Once-weekly 2.4 mg Semaglutide for Weight Management in Obesity: A Game Changer?
touchREV Endocrinol · 2022
Last updated 2026-05-28A once-weekly dose of 2.4 mg semaglutide helped people with obesity lose significant and sustained weight, with results much better than older weight-loss drugs. Regulators approved it for use alongside diet and exercise in adults with obesity or overweight who also have at least one weight-related health issue. Newer drugs like tirzepatide and cagrilintide have shown even greater weight loss in studies, leading to a shift in diabetes treatment toward focusing on weight management.

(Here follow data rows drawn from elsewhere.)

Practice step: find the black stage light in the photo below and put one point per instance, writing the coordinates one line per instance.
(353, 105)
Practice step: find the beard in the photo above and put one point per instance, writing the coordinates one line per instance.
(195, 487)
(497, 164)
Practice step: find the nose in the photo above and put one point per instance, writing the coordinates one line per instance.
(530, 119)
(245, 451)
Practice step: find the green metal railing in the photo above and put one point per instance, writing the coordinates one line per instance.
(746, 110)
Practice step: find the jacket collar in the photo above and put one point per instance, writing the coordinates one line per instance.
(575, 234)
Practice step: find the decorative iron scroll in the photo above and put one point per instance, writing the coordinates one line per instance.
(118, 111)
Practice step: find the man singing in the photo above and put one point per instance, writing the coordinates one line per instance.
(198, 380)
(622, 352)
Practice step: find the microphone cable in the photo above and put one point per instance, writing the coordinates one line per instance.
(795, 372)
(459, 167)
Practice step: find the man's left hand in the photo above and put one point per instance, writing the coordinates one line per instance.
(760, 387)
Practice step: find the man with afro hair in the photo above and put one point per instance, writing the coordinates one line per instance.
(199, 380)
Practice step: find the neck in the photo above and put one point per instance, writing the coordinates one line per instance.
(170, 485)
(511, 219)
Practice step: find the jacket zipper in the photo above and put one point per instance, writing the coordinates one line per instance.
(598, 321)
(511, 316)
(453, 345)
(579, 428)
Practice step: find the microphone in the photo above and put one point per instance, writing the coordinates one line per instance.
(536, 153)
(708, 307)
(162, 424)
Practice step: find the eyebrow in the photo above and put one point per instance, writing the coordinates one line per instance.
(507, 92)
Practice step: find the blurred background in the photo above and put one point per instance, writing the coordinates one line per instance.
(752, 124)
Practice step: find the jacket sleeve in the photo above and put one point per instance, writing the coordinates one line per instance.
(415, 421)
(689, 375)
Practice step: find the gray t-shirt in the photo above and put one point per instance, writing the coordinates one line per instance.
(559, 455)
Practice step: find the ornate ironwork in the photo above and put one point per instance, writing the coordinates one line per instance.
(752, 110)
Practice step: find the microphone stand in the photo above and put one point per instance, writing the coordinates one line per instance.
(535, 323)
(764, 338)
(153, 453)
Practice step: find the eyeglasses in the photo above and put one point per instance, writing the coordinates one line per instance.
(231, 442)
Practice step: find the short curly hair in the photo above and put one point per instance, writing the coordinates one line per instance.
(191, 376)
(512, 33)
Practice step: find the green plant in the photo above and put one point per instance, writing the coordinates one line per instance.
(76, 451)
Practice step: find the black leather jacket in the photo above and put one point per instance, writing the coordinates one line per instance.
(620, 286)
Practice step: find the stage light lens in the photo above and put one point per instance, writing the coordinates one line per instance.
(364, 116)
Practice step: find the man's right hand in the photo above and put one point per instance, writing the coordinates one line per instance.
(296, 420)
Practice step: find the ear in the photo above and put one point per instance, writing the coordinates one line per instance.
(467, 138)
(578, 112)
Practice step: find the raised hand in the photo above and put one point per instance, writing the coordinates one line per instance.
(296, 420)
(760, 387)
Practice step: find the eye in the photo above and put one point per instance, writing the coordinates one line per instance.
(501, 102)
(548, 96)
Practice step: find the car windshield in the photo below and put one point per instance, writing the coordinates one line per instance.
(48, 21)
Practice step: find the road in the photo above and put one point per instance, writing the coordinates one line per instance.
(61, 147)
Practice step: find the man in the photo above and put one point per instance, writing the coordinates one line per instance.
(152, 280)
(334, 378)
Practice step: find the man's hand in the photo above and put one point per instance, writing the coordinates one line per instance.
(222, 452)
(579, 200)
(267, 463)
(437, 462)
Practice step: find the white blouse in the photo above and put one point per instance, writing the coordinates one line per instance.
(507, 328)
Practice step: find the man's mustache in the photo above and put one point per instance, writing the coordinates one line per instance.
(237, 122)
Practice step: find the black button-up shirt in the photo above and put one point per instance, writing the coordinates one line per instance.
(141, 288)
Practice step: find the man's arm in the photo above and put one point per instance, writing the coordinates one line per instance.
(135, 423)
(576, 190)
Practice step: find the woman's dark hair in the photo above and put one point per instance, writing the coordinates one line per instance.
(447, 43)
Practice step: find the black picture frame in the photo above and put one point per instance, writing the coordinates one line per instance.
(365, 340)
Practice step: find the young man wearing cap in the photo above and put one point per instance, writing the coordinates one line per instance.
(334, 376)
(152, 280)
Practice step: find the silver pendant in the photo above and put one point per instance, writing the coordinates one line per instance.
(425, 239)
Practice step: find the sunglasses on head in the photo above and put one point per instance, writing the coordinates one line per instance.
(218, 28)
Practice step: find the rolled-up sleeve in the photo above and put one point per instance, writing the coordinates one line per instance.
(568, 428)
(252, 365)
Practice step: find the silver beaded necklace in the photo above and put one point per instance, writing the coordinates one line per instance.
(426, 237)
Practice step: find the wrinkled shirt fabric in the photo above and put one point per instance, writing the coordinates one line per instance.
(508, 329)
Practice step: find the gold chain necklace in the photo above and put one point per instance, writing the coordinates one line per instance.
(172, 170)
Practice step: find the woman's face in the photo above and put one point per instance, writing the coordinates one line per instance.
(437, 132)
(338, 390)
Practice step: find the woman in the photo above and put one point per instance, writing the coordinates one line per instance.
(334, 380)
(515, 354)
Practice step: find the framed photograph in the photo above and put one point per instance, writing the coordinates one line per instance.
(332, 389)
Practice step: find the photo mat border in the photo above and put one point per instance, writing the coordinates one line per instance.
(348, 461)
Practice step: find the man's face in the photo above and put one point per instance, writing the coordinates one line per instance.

AI summary of the abstract below.
| Journal | touchREV Endocrinol, 2022 |
|---|---|
| Citations | 19 |
| Relative citation ratio | 1.71 |
| NIH percentile | 69 |
| Molecules | semaglutide |
| Conditions studied | Obesity |
Abstract
The treatment of obesity can no longer be reduced to a simplistic view of weight loss. Metabolic adaptation leads to systematic weight regain following weight-loss efforts, and new obesity treatments should therefore aim to induce long-standing double-digit weight loss, and thus improve and even reverse obesity-associated comorbidities such as type 2 diabetes. Until now, only metabolic surgery has been able to achieve such a goal, but this invasive procedure cannot be offered on a large scale. Among the alternatives, lifestyle interventions and drug therapies have often been disappointing. The recent availability of once-weekly subcutaneous 2.4 mg semaglutide (a glucagon-like peptide-1 receptor agonist; Wegovy™ Novo Nordisk A/S, Bagsværd, Denmark) has changed the scene, and semaglutide is considered a 'game changer' in the treatment of obesity. The results from the phase III STEP (Semaglutide treatment effect in people with obesity) clinical programme have shown that semaglutide provides clinically meaningful and sustained weight loss in ranges much higher than those achieved with previously available pharmacotherapies. These results led to the approval of semaglutide by regulatory authorities as an adjunct to a reduced-calorie diet and increased physical activity in people with obesity or overweight, with at least one weight-related comorbidity. With data from phase II and III clinical trials showing that newer drugs (i.e. the glucagon-like peptide-1 and gastric inhibitory polypeptide dual receptor agonist tirzepatide and the amylin agonist cagrilintide, either alone or combined) produce a greater sustained weight loss than semaglutide, an upstream 'weight-centric' strategy has emerged as a new standard for the treatment of type 2 diabetes.